Some people just don't like to quilt. They like piecing. I have a friend that loves hand-quilting, sewing, crochet, knitting, card making and probably 100 other crafty things but she hates piecing quilts. She loves quilts but she freaks out if there are more than 4-6 pieces in a block and will never have the patience to assemble anything larger than a throw size quilt--again, too many pieces in a quilt. She has no problem buying 20 skeins yarn and crocheting a king size afghan, though or hand making 50 very elaborate & elegant looking Christmas cards.

I like the entire process but totally agree that a person should go try out systems before plunking down hard earned money on one. Not just quilting a sandwich that someone else loaded for you. The whole enchilada of squaring the backing, loading it, loading & smoothing the batting and then getting the top on squarely. Then threading the monster and getting your tensions tweaked. If you survive all this, especially if you're trying to use some funky thread or lumpy batting, and still come back to learn more--then a mid-arm or long-arm system may be right up your alley. I think a lot of people go play with one at their local quilt shop or dealer and think how easy it is but they don't realize all the work that loading a quilt and trouble-shooting thread/batting/piecing problems entails. Their biggest worry is if they have room to set it up.

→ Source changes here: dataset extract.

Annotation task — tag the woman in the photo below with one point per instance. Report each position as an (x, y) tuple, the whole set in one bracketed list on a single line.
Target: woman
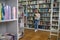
[(37, 18)]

My story was complete & total sticker shock at the cost of custom quilting which was the only type of quilting I was interested in at the time--$400 for a king size! It wouldn't take very many quilts on a home-style machine quilting frame for me to feel I was ahead of the game; especially since I all ready owned a 9" machine, I figured I only needed to recoup the cost of the frame. Then I added a PC Quilter and Max Throat. Then I got a super bargain on a Voyager 17SLR on a Pro-Flex frame.